Embedding the banking code of practice : Balanced scorecard

The Australian Bankers’ Association (ABA) undertook an independent Review called “Sedgwick report” for product sales commissions and product-based payments in retail banking in Australia. The review was intended to build on the Future of Financial Advice (FOFA) reforms and identify options for strengthening the alignment of retail bank incentives, commissions and bonus payments (variable reward payments), practices and good customer outcomes.

The balanced scorecard was one of the key recommendations with the inclusion of variable pay components for individuals suggesting a range of performance criteria, not just financial measures, to ensure staff will be less focused on short-term sales/profits and, therefore, misconduct will be reduced.

Incorporating conduct risk in a Balanced scorecard

The balanced scorecard typically includes financial measures that tell the results of actions already taken. And it complements the financial measures with operational measures on customer satisfaction,  operational risk, employee conduct.

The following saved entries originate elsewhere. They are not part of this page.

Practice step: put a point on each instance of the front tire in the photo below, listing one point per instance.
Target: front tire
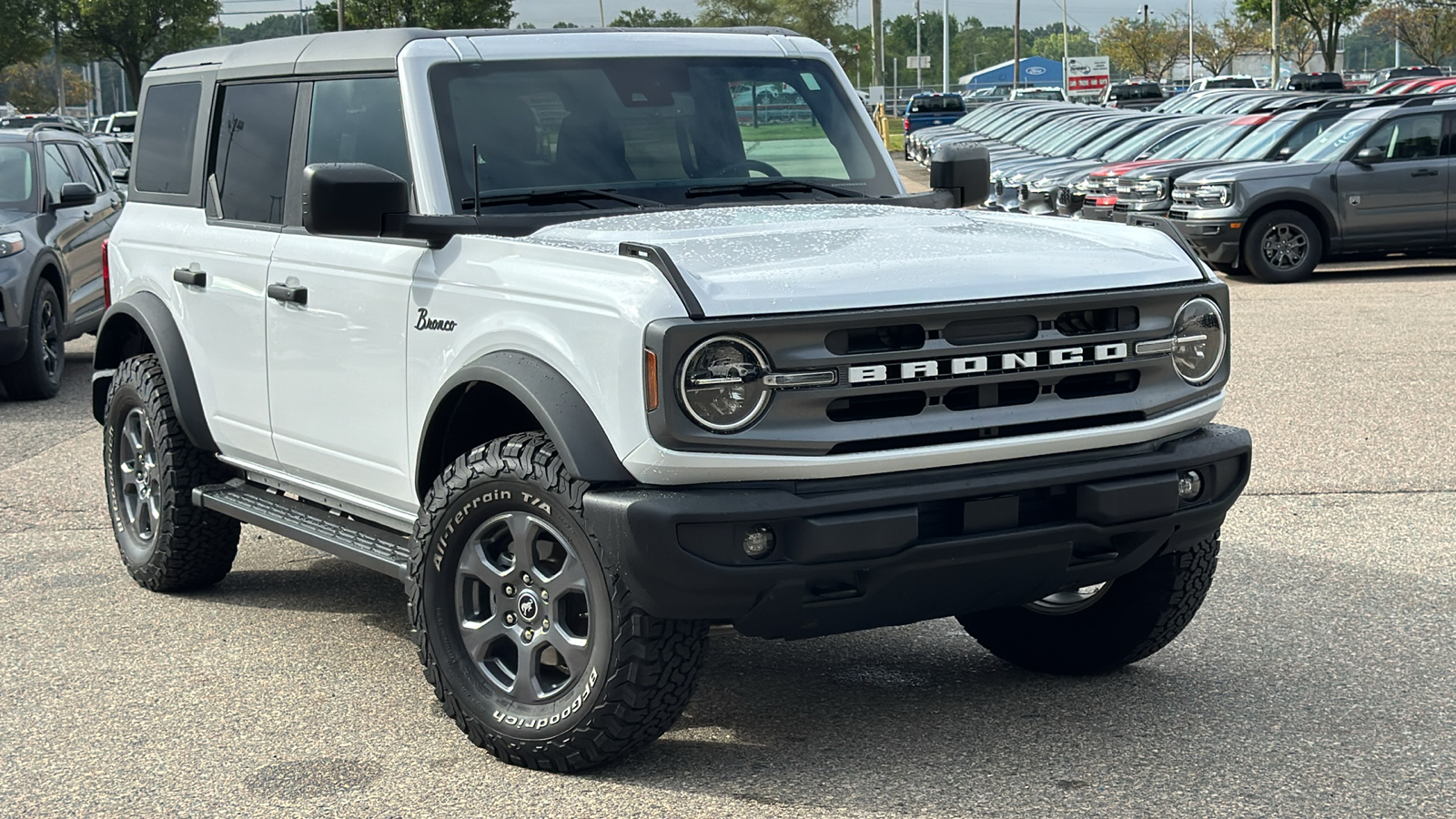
(167, 542)
(531, 640)
(36, 373)
(1104, 627)
(1281, 247)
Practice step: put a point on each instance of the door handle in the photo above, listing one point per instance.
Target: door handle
(189, 276)
(288, 295)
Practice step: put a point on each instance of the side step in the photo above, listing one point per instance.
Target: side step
(354, 541)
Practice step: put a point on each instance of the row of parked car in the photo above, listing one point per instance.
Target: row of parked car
(62, 189)
(1259, 182)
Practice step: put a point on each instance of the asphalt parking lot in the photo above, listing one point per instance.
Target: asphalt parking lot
(1320, 678)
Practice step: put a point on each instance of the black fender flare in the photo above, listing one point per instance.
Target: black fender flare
(553, 401)
(155, 319)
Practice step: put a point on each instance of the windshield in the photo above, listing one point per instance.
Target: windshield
(1332, 143)
(16, 178)
(652, 127)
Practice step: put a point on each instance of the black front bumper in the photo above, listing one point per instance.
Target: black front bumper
(1216, 239)
(887, 550)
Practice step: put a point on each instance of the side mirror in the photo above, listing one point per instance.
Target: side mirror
(351, 198)
(1369, 157)
(965, 171)
(76, 194)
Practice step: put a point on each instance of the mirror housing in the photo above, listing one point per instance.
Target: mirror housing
(1369, 157)
(76, 194)
(965, 171)
(351, 198)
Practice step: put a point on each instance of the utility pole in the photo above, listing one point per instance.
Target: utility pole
(1016, 50)
(945, 47)
(1274, 44)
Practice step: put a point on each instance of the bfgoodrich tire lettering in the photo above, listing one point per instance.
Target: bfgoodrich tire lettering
(500, 545)
(167, 542)
(1126, 622)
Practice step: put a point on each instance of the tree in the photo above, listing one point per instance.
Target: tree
(1427, 29)
(1147, 50)
(645, 18)
(1218, 46)
(135, 34)
(31, 86)
(410, 14)
(1324, 18)
(25, 35)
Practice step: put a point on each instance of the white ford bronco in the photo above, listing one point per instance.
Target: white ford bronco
(594, 346)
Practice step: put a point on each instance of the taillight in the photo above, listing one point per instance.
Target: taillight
(106, 270)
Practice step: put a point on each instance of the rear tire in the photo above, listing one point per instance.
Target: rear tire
(1098, 630)
(36, 373)
(1281, 247)
(167, 542)
(531, 640)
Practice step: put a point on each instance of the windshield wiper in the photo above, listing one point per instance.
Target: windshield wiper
(581, 196)
(769, 187)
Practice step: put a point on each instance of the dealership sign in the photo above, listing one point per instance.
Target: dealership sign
(1087, 75)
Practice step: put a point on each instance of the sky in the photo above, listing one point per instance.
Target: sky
(1088, 14)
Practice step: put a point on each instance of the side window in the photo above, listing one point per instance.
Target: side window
(82, 167)
(1409, 137)
(57, 174)
(359, 121)
(251, 150)
(164, 147)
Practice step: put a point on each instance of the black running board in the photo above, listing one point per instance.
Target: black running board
(347, 538)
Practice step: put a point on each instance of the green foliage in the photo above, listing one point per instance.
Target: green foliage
(25, 35)
(31, 86)
(410, 14)
(645, 18)
(136, 33)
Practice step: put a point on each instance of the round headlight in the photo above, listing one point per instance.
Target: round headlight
(1198, 339)
(721, 383)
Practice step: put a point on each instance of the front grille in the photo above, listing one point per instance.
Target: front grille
(944, 373)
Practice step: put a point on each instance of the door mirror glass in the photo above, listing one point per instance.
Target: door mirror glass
(76, 194)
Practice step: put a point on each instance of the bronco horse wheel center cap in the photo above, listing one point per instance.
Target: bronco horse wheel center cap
(529, 606)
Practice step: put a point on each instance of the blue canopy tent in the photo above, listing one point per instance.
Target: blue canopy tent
(1034, 70)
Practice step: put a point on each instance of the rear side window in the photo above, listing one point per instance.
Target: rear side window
(251, 150)
(165, 145)
(359, 121)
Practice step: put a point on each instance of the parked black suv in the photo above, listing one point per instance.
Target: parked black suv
(57, 206)
(1375, 182)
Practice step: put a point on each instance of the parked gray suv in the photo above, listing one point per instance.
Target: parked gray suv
(1375, 182)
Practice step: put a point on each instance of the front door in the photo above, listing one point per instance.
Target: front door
(1400, 200)
(337, 329)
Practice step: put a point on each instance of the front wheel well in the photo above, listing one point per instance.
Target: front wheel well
(470, 416)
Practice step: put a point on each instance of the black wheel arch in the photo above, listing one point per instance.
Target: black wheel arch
(143, 324)
(521, 392)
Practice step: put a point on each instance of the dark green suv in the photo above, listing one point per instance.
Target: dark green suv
(1375, 182)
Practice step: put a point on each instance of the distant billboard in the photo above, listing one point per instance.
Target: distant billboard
(1088, 75)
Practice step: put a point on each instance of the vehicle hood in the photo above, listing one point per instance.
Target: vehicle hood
(848, 257)
(1249, 171)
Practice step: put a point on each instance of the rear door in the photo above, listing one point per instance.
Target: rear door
(1401, 200)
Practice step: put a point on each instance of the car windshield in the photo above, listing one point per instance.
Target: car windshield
(1334, 142)
(16, 178)
(652, 127)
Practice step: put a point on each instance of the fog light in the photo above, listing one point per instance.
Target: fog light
(759, 541)
(1190, 486)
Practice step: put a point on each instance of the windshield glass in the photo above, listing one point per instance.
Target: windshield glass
(1332, 143)
(16, 178)
(652, 127)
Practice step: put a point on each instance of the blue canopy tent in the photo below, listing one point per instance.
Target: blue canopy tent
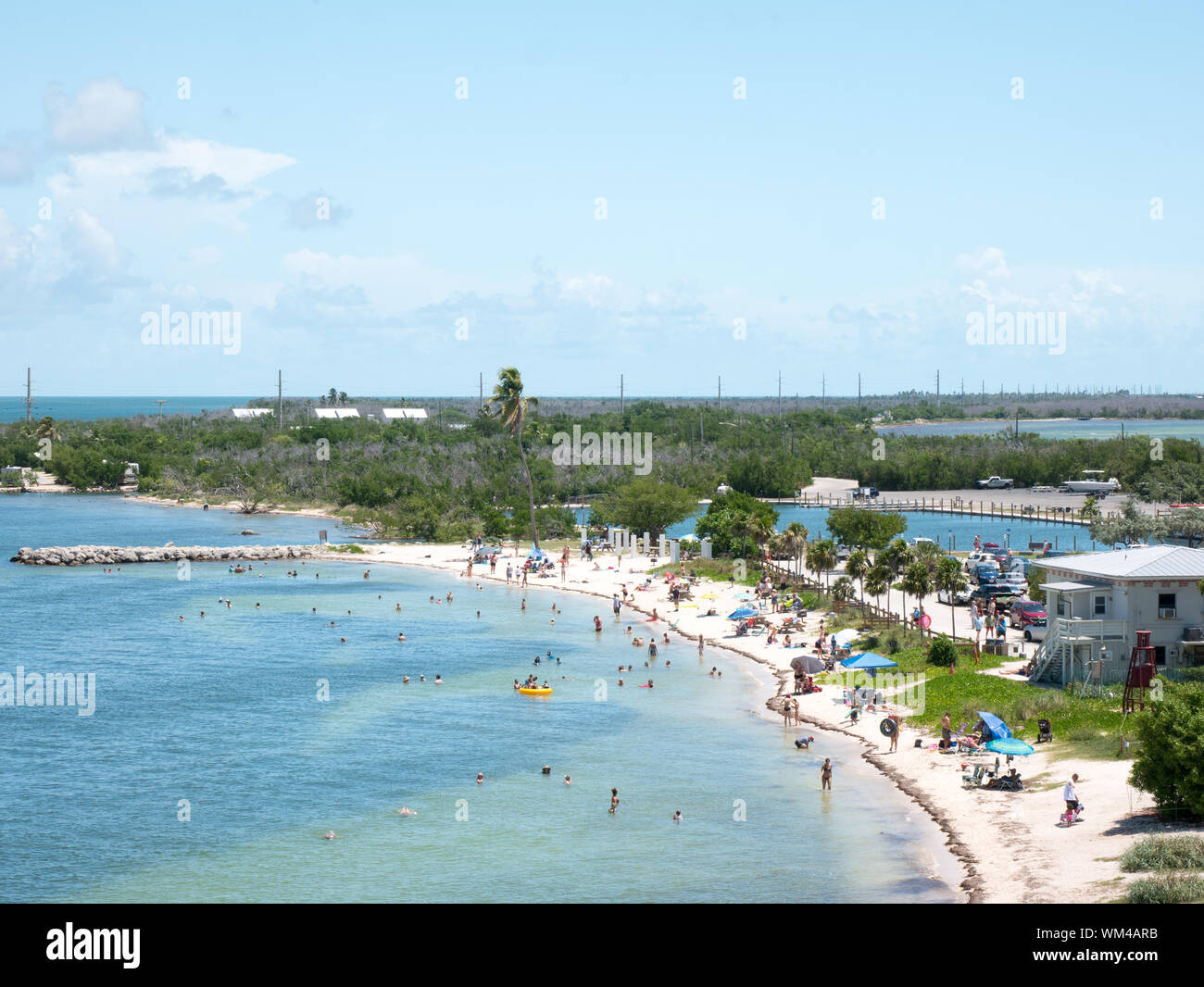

Compensation tools play an important role in reducing misconduct risk by providing both incentives and performance assessment mechanisms that can help to promote good behaviour. Compensation must be adjusted for all types of risk, and not just be based on profit, and both quantitative measures and human judgement should play a role in determining risk adjustments. Performance measurement should include a firm’s risk appetite, assessed as part of risk-adjusting the overall variable pay pool/funding and/or as part of an individual’s performance assessment.

Risk and compliance should be incorporated into performance assessments at both the corporate and individual levels. At the individual level, metrics should include appropriate customer satisfaction, compliance adherence, quality of telephone calls, individual behaviour. The corporate variable pay pool is typically based on risk-adjusted profit and considering a scorecard of measures (capturing, for example, customer and risk management within the risk appetite).

So it is important not only to be able to define what conduct risk means for each business unit but also to measure it.